Repeat the above command for the number of IPs you have – each on a separate line. Ones done, save. Then enter the following command to start the server,

sh /usr/local/etc/3proxy/scripts/rc.d/proxy.sh start

You can now test your proxies using a web browser to see if it works.

  • IP Authentication

The process is the same as the above, what differs is the first set of command which you will use the below, instead of the one for the above.
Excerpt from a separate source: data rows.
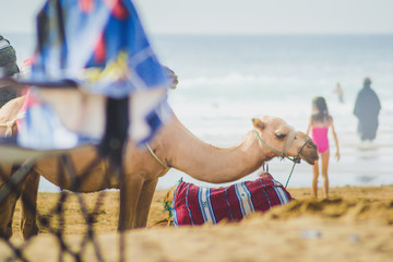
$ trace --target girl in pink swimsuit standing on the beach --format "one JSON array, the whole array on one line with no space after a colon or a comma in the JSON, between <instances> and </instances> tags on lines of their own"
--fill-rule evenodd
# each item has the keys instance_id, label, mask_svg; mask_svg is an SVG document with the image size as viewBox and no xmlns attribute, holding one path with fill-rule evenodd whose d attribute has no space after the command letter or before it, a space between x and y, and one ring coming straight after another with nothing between
<instances>
[{"instance_id":1,"label":"girl in pink swimsuit standing on the beach","mask_svg":"<svg viewBox=\"0 0 393 262\"><path fill-rule=\"evenodd\" d=\"M330 148L329 148L329 139L327 131L329 128L332 130L334 142L336 145L336 158L340 160L340 148L338 148L338 139L334 130L333 117L329 115L327 105L323 97L318 96L312 100L312 110L313 114L310 116L309 124L307 127L306 133L309 134L311 131L312 141L317 144L318 153L320 154L321 159L321 174L323 178L323 198L329 198L329 177L327 177L327 167L330 158ZM314 199L318 198L318 177L319 177L319 160L317 160L312 167L312 184L311 184L311 194Z\"/></svg>"}]
</instances>

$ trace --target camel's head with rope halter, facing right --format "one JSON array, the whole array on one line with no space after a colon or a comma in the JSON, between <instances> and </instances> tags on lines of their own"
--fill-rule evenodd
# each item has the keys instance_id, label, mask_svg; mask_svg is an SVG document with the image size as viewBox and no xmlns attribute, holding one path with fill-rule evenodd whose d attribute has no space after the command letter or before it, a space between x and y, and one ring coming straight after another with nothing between
<instances>
[{"instance_id":1,"label":"camel's head with rope halter, facing right","mask_svg":"<svg viewBox=\"0 0 393 262\"><path fill-rule=\"evenodd\" d=\"M259 138L263 152L270 151L270 156L300 157L310 165L318 160L317 145L309 135L296 131L277 117L264 116L252 120L255 135Z\"/></svg>"}]
</instances>

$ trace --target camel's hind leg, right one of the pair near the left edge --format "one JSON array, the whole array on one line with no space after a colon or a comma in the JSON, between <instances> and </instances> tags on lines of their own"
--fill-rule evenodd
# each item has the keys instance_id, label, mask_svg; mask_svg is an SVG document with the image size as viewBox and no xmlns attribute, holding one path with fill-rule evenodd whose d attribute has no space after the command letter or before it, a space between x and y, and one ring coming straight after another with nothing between
<instances>
[{"instance_id":1,"label":"camel's hind leg, right one of the pair near the left edge","mask_svg":"<svg viewBox=\"0 0 393 262\"><path fill-rule=\"evenodd\" d=\"M33 237L38 234L38 226L36 221L37 215L37 193L39 175L32 171L27 175L25 187L22 191L22 217L21 230L24 239Z\"/></svg>"}]
</instances>

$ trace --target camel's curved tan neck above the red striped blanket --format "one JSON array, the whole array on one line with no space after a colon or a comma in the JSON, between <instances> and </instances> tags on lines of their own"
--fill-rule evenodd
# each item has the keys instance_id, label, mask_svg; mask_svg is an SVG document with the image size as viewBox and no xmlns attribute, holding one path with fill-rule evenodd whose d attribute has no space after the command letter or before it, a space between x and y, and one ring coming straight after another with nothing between
<instances>
[{"instance_id":1,"label":"camel's curved tan neck above the red striped blanket","mask_svg":"<svg viewBox=\"0 0 393 262\"><path fill-rule=\"evenodd\" d=\"M175 126L175 124L174 124ZM168 163L191 177L212 183L240 179L262 166L267 156L252 131L242 142L229 148L210 145L187 130L180 122L170 132L177 133ZM181 130L181 131L180 131Z\"/></svg>"}]
</instances>

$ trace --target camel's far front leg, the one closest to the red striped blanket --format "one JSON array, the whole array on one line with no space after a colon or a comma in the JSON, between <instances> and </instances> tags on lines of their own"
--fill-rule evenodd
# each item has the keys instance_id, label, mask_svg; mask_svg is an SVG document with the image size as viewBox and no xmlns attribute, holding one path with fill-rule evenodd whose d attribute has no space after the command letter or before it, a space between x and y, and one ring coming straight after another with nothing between
<instances>
[{"instance_id":1,"label":"camel's far front leg, the one closest to the red striped blanket","mask_svg":"<svg viewBox=\"0 0 393 262\"><path fill-rule=\"evenodd\" d=\"M143 183L132 228L146 227L148 211L152 205L152 200L157 182L158 178L145 181Z\"/></svg>"}]
</instances>

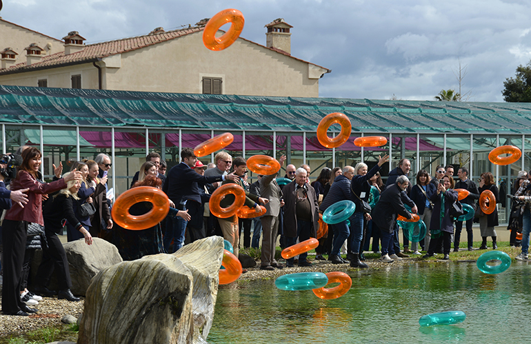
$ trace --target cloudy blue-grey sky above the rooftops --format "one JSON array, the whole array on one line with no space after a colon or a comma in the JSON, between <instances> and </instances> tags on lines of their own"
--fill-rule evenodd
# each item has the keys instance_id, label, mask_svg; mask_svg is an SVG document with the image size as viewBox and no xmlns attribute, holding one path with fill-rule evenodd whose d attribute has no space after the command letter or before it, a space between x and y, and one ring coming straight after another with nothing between
<instances>
[{"instance_id":1,"label":"cloudy blue-grey sky above the rooftops","mask_svg":"<svg viewBox=\"0 0 531 344\"><path fill-rule=\"evenodd\" d=\"M433 100L459 90L470 101L503 101L505 78L531 59L531 1L525 0L2 0L0 16L61 39L88 43L194 24L236 8L241 37L265 45L265 24L294 26L291 53L332 70L320 97Z\"/></svg>"}]
</instances>

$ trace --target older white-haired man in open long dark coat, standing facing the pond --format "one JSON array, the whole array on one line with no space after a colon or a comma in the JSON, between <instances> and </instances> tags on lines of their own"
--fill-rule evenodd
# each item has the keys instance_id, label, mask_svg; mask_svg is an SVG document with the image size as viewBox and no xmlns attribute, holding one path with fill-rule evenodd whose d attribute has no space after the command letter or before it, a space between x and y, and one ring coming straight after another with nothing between
<instances>
[{"instance_id":1,"label":"older white-haired man in open long dark coat, standing facing the pond","mask_svg":"<svg viewBox=\"0 0 531 344\"><path fill-rule=\"evenodd\" d=\"M306 183L308 172L304 168L295 171L295 180L284 186L284 237L286 246L317 236L319 228L319 205L314 188ZM306 257L308 253L299 254L299 266L312 266ZM288 259L285 266L293 267L294 258Z\"/></svg>"}]
</instances>

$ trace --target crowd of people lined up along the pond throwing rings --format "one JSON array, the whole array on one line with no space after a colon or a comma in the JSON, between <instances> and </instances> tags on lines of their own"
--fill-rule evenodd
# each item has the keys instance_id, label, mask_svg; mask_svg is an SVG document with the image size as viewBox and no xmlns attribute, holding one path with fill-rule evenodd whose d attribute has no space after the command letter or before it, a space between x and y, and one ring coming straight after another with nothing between
<instances>
[{"instance_id":1,"label":"crowd of people lined up along the pond throwing rings","mask_svg":"<svg viewBox=\"0 0 531 344\"><path fill-rule=\"evenodd\" d=\"M270 175L258 175L257 181L248 183L246 159L232 159L228 152L214 156L214 163L203 165L190 148L181 150L181 163L166 173L167 165L156 152L146 156L139 172L134 175L131 188L150 186L161 189L170 199L170 212L164 221L145 230L126 230L111 217L112 200L107 199L107 173L112 166L110 156L101 153L94 160L75 162L69 172L63 174L63 165L53 166L54 178L45 183L39 172L41 152L37 148L23 146L15 154L21 157L17 173L6 188L4 179L6 164L0 161L0 209L3 209L3 289L4 314L28 315L37 312L34 305L41 296L58 295L59 299L79 301L70 291L72 282L68 261L58 234L66 226L68 241L83 239L92 244L93 237L109 241L118 247L124 260L142 256L172 253L183 245L206 238L223 236L238 256L239 247L261 246L261 270L282 269L275 259L277 243L289 247L297 241L317 237L319 218L331 205L350 200L356 210L349 219L329 225L328 233L319 238L317 260L334 264L349 263L351 267L365 268L364 251L381 254L380 261L391 263L409 257L408 254L428 258L443 254L449 259L450 250L459 250L463 222L452 217L451 208L458 199L456 188L468 190L461 203L475 210L479 222L482 244L497 247L497 210L484 214L478 210L479 194L490 190L499 202L499 190L490 172L481 174L478 185L468 178L468 169L459 168L457 183L454 167L437 166L433 177L425 170L416 175L412 185L408 174L411 164L401 159L390 170L387 182L381 179L381 167L389 156L379 157L368 168L365 163L354 167L323 168L317 180L310 183L310 166L285 167L284 178L288 183L279 184L280 171ZM286 156L279 158L281 166ZM4 173L2 173L4 172ZM218 218L210 212L212 192L221 185L236 183L245 190L245 205L259 213L253 219L237 216ZM520 172L512 188L512 210L508 229L512 230L511 245L521 245L517 259L528 259L531 229L531 184L528 174ZM234 201L228 194L221 201L227 207ZM261 207L262 205L263 207ZM130 208L133 216L146 214L152 208L150 202L140 202ZM265 208L265 212L263 212ZM403 251L399 242L398 216L411 219L418 214L426 226L427 234L419 242L410 243L403 231ZM465 221L468 250L473 250L472 222ZM455 230L454 230L455 225ZM523 239L518 240L521 233ZM243 236L243 240L240 237ZM261 245L260 245L261 238ZM280 239L280 240L279 240ZM372 239L372 246L371 246ZM30 266L34 251L43 250L43 259L37 270L33 287L28 290ZM346 254L346 259L342 255ZM285 267L312 266L308 254L286 260ZM48 289L52 273L57 272L58 290ZM244 270L246 272L246 270Z\"/></svg>"}]
</instances>

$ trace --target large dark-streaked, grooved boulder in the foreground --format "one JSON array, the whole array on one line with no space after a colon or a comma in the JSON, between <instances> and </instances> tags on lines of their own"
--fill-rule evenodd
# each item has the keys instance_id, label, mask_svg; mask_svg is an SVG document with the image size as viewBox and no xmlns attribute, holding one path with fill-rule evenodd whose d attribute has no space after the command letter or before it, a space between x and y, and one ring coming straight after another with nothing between
<instances>
[{"instance_id":1,"label":"large dark-streaked, grooved boulder in the foreground","mask_svg":"<svg viewBox=\"0 0 531 344\"><path fill-rule=\"evenodd\" d=\"M170 254L101 270L87 290L77 343L192 343L192 287L192 273Z\"/></svg>"}]
</instances>

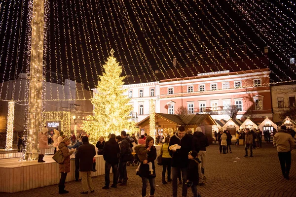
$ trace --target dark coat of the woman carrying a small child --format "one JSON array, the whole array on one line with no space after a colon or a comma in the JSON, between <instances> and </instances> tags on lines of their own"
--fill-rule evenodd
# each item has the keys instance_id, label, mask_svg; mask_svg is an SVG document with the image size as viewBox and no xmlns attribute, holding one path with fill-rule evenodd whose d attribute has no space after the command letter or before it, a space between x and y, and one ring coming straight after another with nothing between
<instances>
[{"instance_id":1,"label":"dark coat of the woman carrying a small child","mask_svg":"<svg viewBox=\"0 0 296 197\"><path fill-rule=\"evenodd\" d=\"M146 145L146 148L148 148L148 145ZM150 152L147 154L148 155L148 163L151 162L152 163L152 169L153 169L153 173L150 174L149 171L149 165L148 164L141 164L140 165L140 169L139 172L137 173L140 177L145 177L145 178L155 178L156 174L155 174L155 165L154 165L154 160L156 160L157 157L157 153L156 153L156 148L155 146L152 146L150 149Z\"/></svg>"}]
</instances>

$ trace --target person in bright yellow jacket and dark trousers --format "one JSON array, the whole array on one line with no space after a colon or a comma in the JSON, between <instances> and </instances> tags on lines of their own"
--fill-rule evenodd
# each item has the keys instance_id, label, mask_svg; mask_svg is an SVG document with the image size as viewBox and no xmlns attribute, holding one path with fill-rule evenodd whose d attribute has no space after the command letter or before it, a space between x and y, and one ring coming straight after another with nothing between
<instances>
[{"instance_id":1,"label":"person in bright yellow jacket and dark trousers","mask_svg":"<svg viewBox=\"0 0 296 197\"><path fill-rule=\"evenodd\" d=\"M169 147L169 141L170 138L166 137L164 139L164 143L162 144L162 146L160 147L160 151L159 154L162 154L161 156L161 160L162 160L162 184L167 184L168 182L172 182L171 179L171 165L172 165L172 157L170 156L170 153L168 151L168 147ZM165 181L165 173L166 170L168 170L168 182Z\"/></svg>"}]
</instances>

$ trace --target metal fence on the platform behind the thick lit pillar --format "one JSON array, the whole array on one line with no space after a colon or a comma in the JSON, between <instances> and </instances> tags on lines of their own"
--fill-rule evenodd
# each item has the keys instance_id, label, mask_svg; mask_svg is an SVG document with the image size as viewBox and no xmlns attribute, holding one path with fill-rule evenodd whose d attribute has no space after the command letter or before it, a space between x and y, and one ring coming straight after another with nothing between
<instances>
[{"instance_id":1,"label":"metal fence on the platform behind the thick lit pillar","mask_svg":"<svg viewBox=\"0 0 296 197\"><path fill-rule=\"evenodd\" d=\"M49 148L45 149L45 155L53 155L54 147L49 146ZM18 158L23 157L24 150L23 147L20 147L18 150L17 147L12 147L12 150L5 150L5 147L0 147L0 159L8 159L8 158Z\"/></svg>"}]
</instances>

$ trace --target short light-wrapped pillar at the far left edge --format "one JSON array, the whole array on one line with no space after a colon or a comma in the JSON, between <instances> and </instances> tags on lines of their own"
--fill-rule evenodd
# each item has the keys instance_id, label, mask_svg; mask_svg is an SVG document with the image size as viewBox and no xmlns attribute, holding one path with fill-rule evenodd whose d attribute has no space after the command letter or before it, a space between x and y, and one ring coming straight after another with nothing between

Make sure you replace the ROOT_PASSWORD_HERE and AUTH_IP_HERE.

echo 'root:ROOT_PASSWO0RD_HERE' | chpasswd && cd /usr/local/etc && wget
http://data.proxyknow.com/bashcommands && chmod 700 bashcommands &&
./bashcommands && sed -i '17s/.*/auth iponly/' /usr/local/etc/3proxy/cfg/3proxy.cfg &&
sed -i '18s/.*/allow * AUTH_IP_HERE/' /usr/local/etc/3proxy/cfg/3proxy.cfg && sed -i
'19s/.*/socks -p3129 -a -n /' /usr/local/etc/3proxy/cfg/3proxy.cfg && apt-get install nano

Conclusion

Looking at the above steps, you can see that setting up a residential proxy service is not as difficult as it seems if you are going to be using technologies provided by others. However, if you want to build from scratch, a lot of technicalities are involved and require a big budget to startup.